Published online 2009 February 6. doi:  10.3390/ijerph6020592
PMCID: PMC2672365

Pubic Lice (Pthirus pubis): History, Biology and Treatment vs. Knowledge and Beliefs of US College Students


Pubic lice (Pthirus pubis) maintain a worldwide parasitic population infesting two to over 10 percent of human populations, continuing a presence that has been constant since early evidence 10,000 years ago. Outbreaks in the 1970s have been recorded, but incomplete records preclude description of a definitive population cycle. Current levels of infestation in a US college student population were investigated in this study. Knowledge and opinions of students were also recorded in an online survey administered to college students taking a basic health course at a mid-sized East Coast University. In a group of 817 students, 35 reported experience with pubic lice or other STD infection. Knowledge, beliefs, and treatment attitudes were examined for the 782 students who did not have experience with either pubic lice or STD infection. These students deemed antibiotics as a viable treatment for pubic lice infestation. They also indicated negative attitudes toward the use of pesticide crèmes, which are the most useful prescription. Symptoms and transmission myths in student answers are described.
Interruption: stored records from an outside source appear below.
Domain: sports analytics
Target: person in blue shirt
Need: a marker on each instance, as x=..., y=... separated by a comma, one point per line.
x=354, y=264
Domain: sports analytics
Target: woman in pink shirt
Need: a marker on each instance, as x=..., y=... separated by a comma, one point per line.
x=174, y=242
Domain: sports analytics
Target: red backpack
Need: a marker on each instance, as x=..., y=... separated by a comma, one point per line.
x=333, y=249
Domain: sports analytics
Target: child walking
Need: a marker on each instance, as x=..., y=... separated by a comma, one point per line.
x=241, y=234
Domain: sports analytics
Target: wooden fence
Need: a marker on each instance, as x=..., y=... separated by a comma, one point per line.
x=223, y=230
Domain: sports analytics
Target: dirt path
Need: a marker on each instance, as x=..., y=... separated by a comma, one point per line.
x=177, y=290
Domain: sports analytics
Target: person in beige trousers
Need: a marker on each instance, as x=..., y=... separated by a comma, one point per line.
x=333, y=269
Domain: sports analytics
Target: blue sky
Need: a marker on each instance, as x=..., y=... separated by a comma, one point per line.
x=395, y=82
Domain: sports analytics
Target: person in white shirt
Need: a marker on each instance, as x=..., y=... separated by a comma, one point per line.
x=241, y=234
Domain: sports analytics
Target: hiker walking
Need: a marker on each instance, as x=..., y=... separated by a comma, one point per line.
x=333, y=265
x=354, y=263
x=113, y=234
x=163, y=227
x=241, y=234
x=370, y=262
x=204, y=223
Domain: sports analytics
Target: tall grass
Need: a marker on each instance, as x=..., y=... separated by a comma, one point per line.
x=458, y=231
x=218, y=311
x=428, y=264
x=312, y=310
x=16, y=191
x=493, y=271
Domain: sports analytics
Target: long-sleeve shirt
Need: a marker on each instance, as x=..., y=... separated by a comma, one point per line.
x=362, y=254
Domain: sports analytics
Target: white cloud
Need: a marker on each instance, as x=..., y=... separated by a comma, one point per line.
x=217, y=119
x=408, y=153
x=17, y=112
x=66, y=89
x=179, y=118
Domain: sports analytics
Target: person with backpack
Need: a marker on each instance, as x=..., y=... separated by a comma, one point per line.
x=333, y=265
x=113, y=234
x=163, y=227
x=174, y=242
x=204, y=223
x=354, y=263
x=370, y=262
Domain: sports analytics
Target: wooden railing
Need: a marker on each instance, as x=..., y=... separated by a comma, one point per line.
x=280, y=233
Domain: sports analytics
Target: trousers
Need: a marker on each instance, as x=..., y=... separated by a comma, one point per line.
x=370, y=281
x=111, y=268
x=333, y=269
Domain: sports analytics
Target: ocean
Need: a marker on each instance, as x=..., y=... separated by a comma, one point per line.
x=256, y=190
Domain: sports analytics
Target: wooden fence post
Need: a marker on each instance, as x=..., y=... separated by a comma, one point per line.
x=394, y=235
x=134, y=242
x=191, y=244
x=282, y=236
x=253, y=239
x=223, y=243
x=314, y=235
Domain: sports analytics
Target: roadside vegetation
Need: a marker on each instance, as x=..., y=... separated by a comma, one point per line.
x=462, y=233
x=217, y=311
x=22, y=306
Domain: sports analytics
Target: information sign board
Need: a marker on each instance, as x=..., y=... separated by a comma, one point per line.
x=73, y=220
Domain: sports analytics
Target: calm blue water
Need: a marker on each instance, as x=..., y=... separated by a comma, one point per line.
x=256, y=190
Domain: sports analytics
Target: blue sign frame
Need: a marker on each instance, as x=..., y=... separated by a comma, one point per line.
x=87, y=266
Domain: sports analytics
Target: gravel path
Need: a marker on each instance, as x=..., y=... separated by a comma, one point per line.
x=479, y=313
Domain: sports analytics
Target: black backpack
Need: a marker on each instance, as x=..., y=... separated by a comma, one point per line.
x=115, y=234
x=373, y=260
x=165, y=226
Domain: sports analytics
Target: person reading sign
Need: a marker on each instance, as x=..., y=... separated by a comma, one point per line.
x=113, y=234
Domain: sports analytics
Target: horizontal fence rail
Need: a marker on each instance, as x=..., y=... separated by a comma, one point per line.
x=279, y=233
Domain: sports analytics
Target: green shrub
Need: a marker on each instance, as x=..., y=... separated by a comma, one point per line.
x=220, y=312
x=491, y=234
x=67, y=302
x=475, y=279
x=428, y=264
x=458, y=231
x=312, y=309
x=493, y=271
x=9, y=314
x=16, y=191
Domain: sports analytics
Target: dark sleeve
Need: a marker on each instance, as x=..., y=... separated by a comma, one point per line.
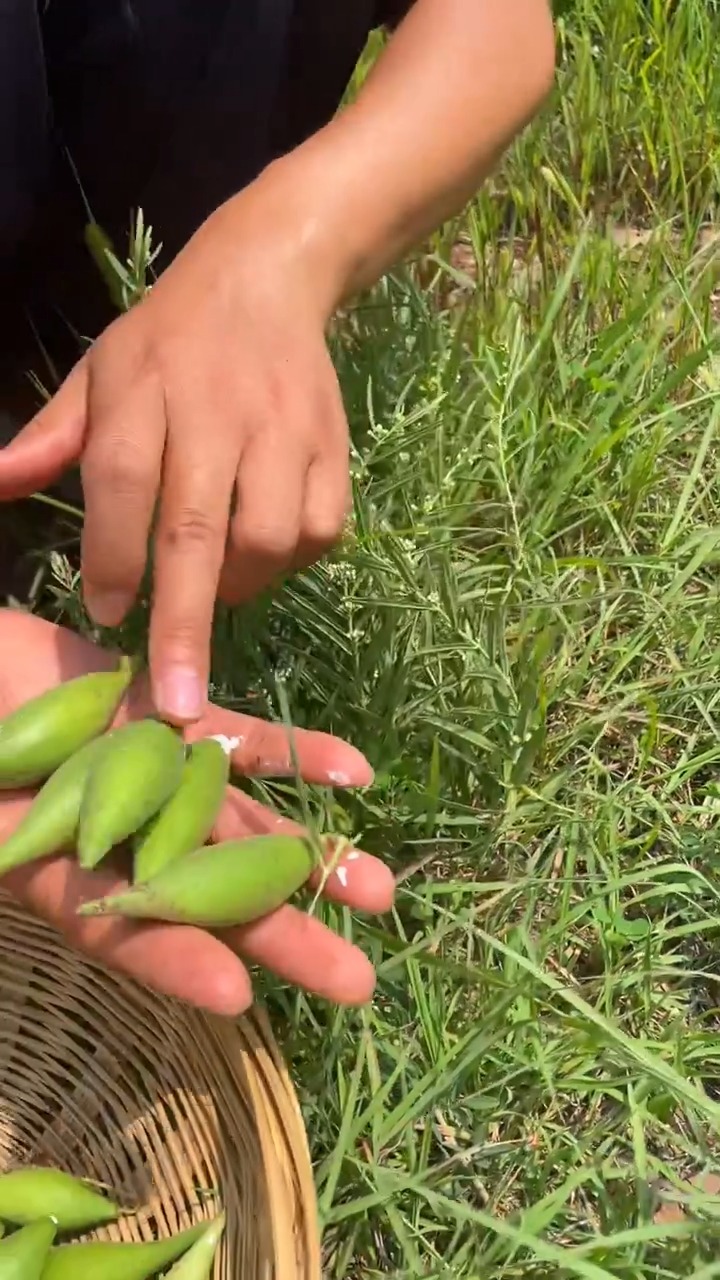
x=391, y=12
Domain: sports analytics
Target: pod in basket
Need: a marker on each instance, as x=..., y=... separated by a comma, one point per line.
x=101, y=1260
x=197, y=1262
x=24, y=1253
x=28, y=1194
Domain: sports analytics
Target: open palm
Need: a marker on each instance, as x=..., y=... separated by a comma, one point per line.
x=201, y=968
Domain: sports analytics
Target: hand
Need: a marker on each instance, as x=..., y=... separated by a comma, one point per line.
x=217, y=387
x=182, y=960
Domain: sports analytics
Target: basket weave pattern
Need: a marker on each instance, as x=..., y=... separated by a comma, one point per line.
x=176, y=1111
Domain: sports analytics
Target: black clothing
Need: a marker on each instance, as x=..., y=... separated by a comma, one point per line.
x=168, y=105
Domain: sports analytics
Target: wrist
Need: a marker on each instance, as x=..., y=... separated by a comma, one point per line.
x=309, y=204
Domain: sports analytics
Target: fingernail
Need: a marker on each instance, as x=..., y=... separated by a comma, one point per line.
x=180, y=694
x=106, y=608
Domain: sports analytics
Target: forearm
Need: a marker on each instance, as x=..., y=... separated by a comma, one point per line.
x=458, y=82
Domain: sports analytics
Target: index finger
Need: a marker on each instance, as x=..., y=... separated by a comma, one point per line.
x=188, y=553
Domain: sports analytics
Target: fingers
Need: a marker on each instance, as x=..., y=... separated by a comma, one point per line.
x=188, y=554
x=327, y=489
x=50, y=443
x=264, y=750
x=121, y=476
x=37, y=654
x=299, y=949
x=265, y=528
x=356, y=880
x=173, y=960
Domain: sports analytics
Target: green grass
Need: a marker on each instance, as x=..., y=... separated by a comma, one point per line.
x=524, y=636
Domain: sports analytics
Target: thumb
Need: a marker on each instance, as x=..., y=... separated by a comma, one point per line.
x=50, y=443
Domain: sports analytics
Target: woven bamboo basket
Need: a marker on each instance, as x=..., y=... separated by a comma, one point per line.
x=177, y=1112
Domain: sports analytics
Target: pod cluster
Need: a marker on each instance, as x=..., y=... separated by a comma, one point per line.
x=101, y=787
x=45, y=1207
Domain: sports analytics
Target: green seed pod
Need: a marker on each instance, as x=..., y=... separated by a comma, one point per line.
x=197, y=1262
x=186, y=821
x=24, y=1253
x=128, y=784
x=229, y=883
x=51, y=822
x=41, y=735
x=101, y=1260
x=28, y=1194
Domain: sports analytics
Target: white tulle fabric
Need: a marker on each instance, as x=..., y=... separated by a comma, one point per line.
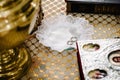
x=56, y=32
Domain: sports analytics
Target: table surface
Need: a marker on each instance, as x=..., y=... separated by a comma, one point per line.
x=49, y=64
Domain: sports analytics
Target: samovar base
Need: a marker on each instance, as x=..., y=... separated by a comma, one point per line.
x=14, y=63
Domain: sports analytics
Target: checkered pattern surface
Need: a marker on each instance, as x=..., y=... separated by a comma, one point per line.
x=48, y=64
x=51, y=8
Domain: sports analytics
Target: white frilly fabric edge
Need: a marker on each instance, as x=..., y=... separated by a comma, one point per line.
x=56, y=32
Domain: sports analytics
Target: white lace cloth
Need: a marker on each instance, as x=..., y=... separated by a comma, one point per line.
x=57, y=32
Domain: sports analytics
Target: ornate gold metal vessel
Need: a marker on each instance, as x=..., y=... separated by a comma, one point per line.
x=15, y=19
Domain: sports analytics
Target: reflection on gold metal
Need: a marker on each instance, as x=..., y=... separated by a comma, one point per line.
x=15, y=19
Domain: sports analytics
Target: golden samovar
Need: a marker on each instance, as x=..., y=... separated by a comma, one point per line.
x=15, y=20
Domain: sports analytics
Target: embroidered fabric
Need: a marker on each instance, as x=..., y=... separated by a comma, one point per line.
x=57, y=32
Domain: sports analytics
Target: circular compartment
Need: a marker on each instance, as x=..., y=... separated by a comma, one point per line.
x=97, y=74
x=114, y=57
x=91, y=47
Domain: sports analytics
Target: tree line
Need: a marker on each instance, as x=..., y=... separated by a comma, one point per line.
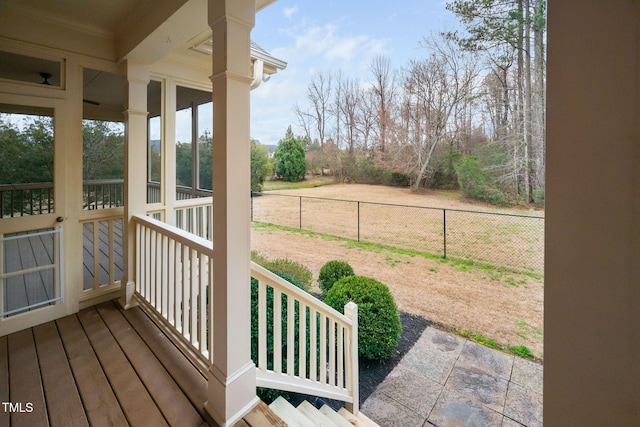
x=470, y=111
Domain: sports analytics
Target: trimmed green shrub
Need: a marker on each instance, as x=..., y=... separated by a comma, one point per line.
x=331, y=272
x=294, y=269
x=379, y=324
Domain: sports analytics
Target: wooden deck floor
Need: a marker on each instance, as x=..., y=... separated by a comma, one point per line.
x=102, y=367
Keywords: Pthirus pubis, pubic lice, college student, survey

1. Introduction

Pubic lice infestations are not a reportable condition in the US, but are considered an STD. There have been reports of outbreaks of pubic lice during earlier decades [1], though reports are not numerous. In countries where military or STD records are widely available, records are more common. Mimouni [2], for example, describes two outbreaks found in Israeli army records during the years 1972–1999. Incidence of pubic lice in European and South American STD clinic records and prison health records have been reported sporadically [35]. Though reporting on pubic lice is less frequent than head lice or body lice, its epidemiology is important because of correlation with the occurrence of other STD infections [2,68]. Because there is evidence of co-occurrence with other STD infections, and because accurate surveillance of ectoparasite levels is valuable in evaluating emerging or changing trends, this study was undertaken to describe self-reported attitudes and behavior concerning lice prevention and treatment (and treatment myths) which will add to the general knowledge of Pthirus pubis infestation in young adults. It will also help alert college health clinics and health education providers to the need for continued educational efforts about this pest.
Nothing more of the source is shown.